AG: In a way, I think that’s kind of a road to madness because the idea of trying to guess, even the idea that there is a reader who is going to think this or that is, if you think about it, a kind of a road to madness because we know that we’re all idiosyncratic individual readers with our own tastes. I mean I know obviously there are bestselling works and there are trends in publishing. I guess it really depends a lot on the writer. When I was reading back through the story just now, I was thinking, yeah, Atef does a lot of really neat stuff. Like, I wouldn’t say it was easy to translate, and there was quite a long editorial process, but it also was able to stay pretty closely cleaving to the original, obviously as it should. But with some writers, there’d be really quite a lot of things that don’t really work that you have to unpick, you go back to the writer, and you go, “hmm, your metaphor changed halfway through, did you notice?” [Atef] has really got it under control.

And about Atef: The latest is that he seems to be on the firm road to recovery, which is great news. He’s still in hospital, but he’s progressing. A terrible trauma happened to him, and it’s very upsetting that it happened to him, but thank God it seems like he’s escaped more serious consequences since initially he was unconscious. One thing that I did want to say is that it was really poignant timing because I literally found out about the prize and emailed him just a few days before the attack. I emailed to tell him congratulations, and to say they really praised your story, it’s not just my translation, and kind of said, we haven’t been in touch for a while, [but] I always love working on your stuff. A while ago we’d been in touch about me possibly translating his novel, and things kind of fell by the wayside. And it just seemed so poignant that I’d just written to tell him about this win and suddenly this news came. And I already knew that I really appreciated his work and really respected him and really liked him as a writer, but when something like this happens, when you think someone’s possibly about to die, it really kind of throws it into relief, doesn’t it? You realize just how important people are.

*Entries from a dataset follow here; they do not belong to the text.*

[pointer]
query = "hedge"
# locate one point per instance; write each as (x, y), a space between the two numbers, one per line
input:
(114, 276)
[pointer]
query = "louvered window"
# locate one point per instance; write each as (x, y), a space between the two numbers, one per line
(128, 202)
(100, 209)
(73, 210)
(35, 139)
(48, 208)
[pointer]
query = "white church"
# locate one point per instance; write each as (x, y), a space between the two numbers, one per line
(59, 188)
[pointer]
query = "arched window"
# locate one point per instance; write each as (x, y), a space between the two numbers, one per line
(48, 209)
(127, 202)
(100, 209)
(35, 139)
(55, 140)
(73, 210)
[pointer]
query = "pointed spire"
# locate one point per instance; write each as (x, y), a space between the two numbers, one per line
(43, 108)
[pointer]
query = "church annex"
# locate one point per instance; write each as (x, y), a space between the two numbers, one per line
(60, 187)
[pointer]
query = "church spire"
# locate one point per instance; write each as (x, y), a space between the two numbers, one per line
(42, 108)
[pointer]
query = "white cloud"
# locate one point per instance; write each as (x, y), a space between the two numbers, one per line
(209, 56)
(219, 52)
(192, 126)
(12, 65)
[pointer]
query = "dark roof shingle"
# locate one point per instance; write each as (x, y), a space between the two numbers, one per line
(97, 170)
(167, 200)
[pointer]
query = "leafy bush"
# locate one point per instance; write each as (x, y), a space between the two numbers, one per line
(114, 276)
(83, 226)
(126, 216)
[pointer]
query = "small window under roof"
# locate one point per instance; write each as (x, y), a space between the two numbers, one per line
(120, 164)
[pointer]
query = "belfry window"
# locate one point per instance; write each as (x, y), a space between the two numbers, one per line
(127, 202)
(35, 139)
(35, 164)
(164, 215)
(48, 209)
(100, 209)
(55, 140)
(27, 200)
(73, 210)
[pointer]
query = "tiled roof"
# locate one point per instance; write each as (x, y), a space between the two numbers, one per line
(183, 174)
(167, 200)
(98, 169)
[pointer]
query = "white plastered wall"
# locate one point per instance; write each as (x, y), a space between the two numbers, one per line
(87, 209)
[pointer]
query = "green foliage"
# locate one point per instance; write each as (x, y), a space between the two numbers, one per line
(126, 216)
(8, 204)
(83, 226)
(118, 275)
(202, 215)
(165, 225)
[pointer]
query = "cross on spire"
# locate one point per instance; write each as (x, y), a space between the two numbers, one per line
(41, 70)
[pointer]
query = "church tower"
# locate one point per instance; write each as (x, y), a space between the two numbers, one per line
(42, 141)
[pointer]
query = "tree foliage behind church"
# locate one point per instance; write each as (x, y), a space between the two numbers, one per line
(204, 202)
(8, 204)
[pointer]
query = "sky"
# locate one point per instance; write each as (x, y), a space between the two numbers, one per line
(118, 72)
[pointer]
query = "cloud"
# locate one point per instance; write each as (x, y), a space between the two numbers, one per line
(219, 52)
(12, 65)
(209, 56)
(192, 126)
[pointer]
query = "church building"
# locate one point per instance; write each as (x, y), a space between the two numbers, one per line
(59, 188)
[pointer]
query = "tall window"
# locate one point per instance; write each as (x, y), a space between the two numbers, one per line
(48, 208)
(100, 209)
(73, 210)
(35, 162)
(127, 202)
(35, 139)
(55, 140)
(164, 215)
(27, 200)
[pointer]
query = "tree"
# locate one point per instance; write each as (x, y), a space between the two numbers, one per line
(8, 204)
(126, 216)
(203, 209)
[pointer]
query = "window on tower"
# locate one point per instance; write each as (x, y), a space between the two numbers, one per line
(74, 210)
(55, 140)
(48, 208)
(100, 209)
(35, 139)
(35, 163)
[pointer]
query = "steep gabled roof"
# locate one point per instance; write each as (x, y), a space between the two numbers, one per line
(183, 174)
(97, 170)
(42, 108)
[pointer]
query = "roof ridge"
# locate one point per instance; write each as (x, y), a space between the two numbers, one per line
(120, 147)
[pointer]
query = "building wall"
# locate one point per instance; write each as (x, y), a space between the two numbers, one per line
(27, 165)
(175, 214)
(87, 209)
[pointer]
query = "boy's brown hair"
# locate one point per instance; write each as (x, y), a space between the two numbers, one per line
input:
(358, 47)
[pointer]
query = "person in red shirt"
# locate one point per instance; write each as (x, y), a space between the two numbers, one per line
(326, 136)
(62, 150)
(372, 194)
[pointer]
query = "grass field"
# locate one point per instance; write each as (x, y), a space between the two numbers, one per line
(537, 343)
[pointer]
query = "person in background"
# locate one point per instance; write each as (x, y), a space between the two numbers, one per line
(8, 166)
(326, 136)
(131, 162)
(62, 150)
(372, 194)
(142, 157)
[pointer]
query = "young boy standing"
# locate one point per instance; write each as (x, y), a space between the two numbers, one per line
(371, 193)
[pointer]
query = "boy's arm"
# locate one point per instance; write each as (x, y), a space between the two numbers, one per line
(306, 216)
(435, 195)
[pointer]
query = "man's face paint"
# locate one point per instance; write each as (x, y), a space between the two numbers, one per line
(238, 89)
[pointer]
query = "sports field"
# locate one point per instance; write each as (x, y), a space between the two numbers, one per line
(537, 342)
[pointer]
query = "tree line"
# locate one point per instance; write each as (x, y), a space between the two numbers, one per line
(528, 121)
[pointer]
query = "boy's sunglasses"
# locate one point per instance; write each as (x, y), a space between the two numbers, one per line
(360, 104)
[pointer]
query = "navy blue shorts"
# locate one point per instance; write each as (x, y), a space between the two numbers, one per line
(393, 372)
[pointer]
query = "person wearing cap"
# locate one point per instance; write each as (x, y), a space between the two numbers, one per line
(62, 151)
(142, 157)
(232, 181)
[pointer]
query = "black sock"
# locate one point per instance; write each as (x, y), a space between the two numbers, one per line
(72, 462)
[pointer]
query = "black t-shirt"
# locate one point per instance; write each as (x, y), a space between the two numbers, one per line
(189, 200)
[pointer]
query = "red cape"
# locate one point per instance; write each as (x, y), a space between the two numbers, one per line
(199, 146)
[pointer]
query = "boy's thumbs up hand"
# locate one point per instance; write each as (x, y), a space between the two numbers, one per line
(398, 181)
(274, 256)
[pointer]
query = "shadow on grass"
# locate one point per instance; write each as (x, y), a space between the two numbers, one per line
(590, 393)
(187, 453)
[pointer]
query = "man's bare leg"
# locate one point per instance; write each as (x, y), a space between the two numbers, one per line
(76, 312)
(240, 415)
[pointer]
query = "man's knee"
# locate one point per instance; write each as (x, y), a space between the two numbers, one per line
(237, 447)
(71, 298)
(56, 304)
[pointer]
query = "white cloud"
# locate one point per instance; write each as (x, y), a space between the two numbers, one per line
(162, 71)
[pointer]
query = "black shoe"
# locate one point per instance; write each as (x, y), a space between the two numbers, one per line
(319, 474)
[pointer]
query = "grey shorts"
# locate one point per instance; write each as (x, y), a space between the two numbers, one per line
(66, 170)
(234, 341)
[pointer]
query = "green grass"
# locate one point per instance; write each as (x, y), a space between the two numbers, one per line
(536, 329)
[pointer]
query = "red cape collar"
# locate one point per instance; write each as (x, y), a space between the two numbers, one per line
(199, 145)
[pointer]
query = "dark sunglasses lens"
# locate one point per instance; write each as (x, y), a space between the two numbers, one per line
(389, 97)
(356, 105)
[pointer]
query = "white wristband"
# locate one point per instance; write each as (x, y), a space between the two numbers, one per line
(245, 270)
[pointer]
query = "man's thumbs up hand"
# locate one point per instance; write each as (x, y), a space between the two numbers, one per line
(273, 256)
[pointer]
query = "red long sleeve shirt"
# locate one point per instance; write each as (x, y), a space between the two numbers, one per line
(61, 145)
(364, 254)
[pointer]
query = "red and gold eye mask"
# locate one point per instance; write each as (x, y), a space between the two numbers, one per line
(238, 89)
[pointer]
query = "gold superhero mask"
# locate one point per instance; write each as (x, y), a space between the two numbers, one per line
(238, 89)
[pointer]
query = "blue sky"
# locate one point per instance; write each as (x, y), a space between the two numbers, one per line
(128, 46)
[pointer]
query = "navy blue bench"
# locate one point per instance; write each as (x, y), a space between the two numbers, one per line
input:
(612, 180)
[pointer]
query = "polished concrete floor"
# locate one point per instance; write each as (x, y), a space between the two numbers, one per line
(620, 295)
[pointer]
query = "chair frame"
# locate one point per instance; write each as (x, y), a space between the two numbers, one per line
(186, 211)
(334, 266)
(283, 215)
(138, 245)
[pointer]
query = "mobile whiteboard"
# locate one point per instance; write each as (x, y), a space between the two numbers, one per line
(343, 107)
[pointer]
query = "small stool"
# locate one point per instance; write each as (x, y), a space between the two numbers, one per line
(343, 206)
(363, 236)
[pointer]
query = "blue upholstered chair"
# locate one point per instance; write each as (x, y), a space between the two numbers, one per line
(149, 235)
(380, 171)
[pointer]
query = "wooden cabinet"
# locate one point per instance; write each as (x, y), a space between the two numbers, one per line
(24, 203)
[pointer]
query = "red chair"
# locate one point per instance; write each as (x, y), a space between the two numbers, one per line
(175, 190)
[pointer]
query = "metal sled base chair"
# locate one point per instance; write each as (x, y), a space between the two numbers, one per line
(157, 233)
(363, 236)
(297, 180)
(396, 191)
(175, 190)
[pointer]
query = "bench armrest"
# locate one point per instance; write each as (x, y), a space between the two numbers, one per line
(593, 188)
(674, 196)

A friend who used to be a journalist in Gaza said to me: the thing is in Gaza you can feel like anything could happen and the world wouldn’t react, like it’s a separate place. So hopefully once he gets stronger and he’s out of hospital this will be like a big greeting of solidarity to him. You can’t say the world is watching, but a lot of us, we see you.

 

ALICE GUTHRIE is a British translator, editor, journalist and event producer specializing in Arabic-English literary and media content. Since 2008, her work has appeared in a range of international publications, with an increasing focus on Syria, where she studied Arabic between 2001 and 2003. She is literary producer for Shubbak, London’s biennial festival of Arab arts and culture, and bilingually edits Arabic-English translations for various literary presses. A former Translator in Residence at London’s Free Word Centre and American Literary Translators Association Fellow, in 2015 she was a recipient—with Syrian writer Rasha Abbas—of the Omi International Translation Lab fellowship.

CORINE TACHTIRIS is a literary translator focusing on the work of contemporary women writers from Haiti, Africa, and the Czech Republic and a judge for the 8th Annual Jules Chametzky Prize. Her translation of Frieda Ekotto’s Don’t Whisper Too Much, the first Francophone African novel to feature women loving women in a positive light, is forthcoming in early 2019. She currently teaches in the Comparative Literature department at UMass Amherst.